Beim Anbringen sticht man erst ein kleines Loch vor (das Werkzeug ist auch dabeigewesen), durch das dann der Dorn des männlichen Teils gesteckt wird.
Es gibt verschiedene Größen und unendlich viele Farben. T5 haben 12,5 mm Durchmesser t3 (alias Babysnap) 9-10mm.

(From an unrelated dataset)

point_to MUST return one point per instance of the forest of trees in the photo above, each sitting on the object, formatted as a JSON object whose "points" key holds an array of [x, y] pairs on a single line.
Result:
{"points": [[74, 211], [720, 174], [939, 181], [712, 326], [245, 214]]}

Aus Gewichtsgründen würde ich beim Schlafsack t3 nehmen. Die brauchen ja nicht viel zu halten. Habe Mal einen Quilt mit wechselbarer KuFa Füllung gebastelt und das Apex mittels 40 Snaps an die Hülle angebracht. Dafür haben sich die t3 Snaps bewährt.
Vorteil bei den 5ern ist aber, dass sie sich besser bedienen lassen. Und wenn du keine 40 Stück nimmst, ist das Zusatzgewicht auch nicht viel.
Oft finden sich gebrauchte Sets bei Kleinanzeigen unter 20€. Es gibt auch welche neu aus China für 10€ aber da kann man Pech haben und eine schlechte Zange erwischen. Das funktioniert auch, macht aber weniger Spaß.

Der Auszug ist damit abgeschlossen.